Mansouritehrani MM ; Shahnazari R ; Iraji H ; Mansouri Tehrani MM ; Ghasemi M
Authors

Source: Journal of Ultrasound in Medicine Published:2026


Abstract

Objectives: Pelvic congestion syndrome (PCS) is a prevalent but underdiagnosed cause of chronic pelvic pain. Venography remains the diagnostic reference, yet its invasiveness limits routine use. This study evaluated standardized duplex ultrasound and developed a scoring system to guide selective, evidence-based venographic referral.
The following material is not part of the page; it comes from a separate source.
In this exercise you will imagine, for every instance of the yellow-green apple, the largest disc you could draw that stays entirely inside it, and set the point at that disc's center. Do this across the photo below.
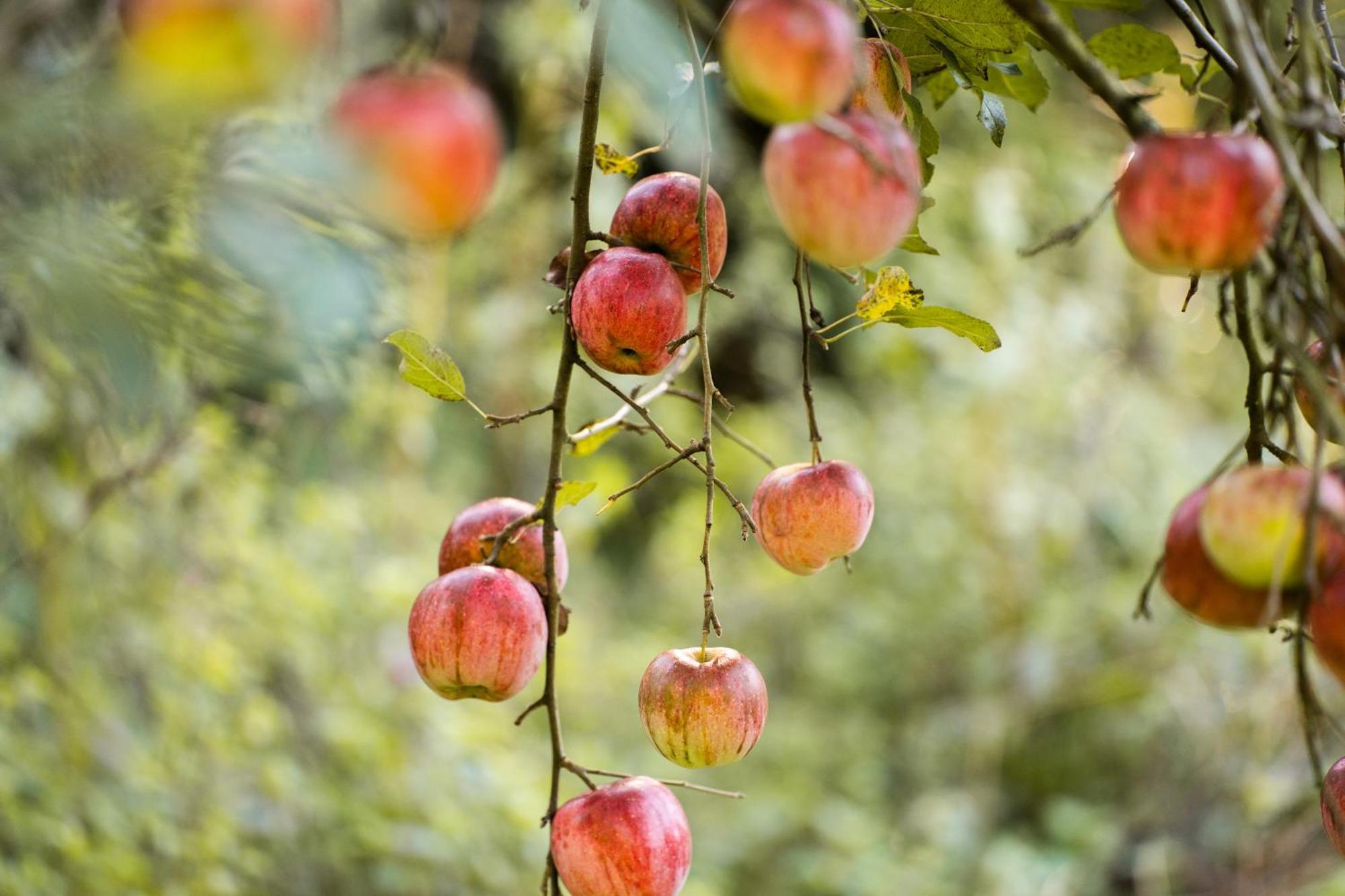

Methods: In this prospective diagnostic-accuracy study, 60 women with chronic pelvic pain underwent standardized transabdominal and transvaginal duplex ultrasound, and 40 subsequently underwent selective venography as the reference standard. Ultrasound parameters included venous diameter, evoked caudal flow duration, flow direction, velocity, bilaterality, and myometrial plexus enlargement. Penalized logistic regression with bootstrap-nested cross-validation identified independent predictors of venography-confirmed PCS. Coefficients were converted into a point-score to classify patients into rule-out, indeterminate, and rule-in bands. Diagnostic performance, calibration, and decision-curve analyses were used to evaluate discrimination and clinical utility across probability thresholds. Results: Venography confirmed PCS in 26 of 40 participants (65%). A 6-mm diameter threshold provided optimal diagnostic balance (sensitivity 92.3%, specificity 64.3%). The penalized model retained diameter, reflux ≥1.0 second, low velocity ≤3 cm/second, Valsalva-evoked caudal flow, myometrial plexus enlargement, and bilaterality, achieving an optimism-corrected AUC of 0.861. The derived score stratified patients into rule-out, indeterminate, and rule-in groups with high predictive accuracy (positive predictive value 93.3%, negative predictive value 91.7%). Decision-curve analysis showed higher net benefit than treat-all or treat-none strategies. Conclusion: Standardized duplex ultrasound integrating morphologic and hemodynamic parameters accurately identified venographic PCS and enabled selective triage. The validated score supports ultrasound as an effective, noninvasive first-line tool to optimize venography and guide patient-centered management. © 2026 American Institute of Ultrasound in Medicine.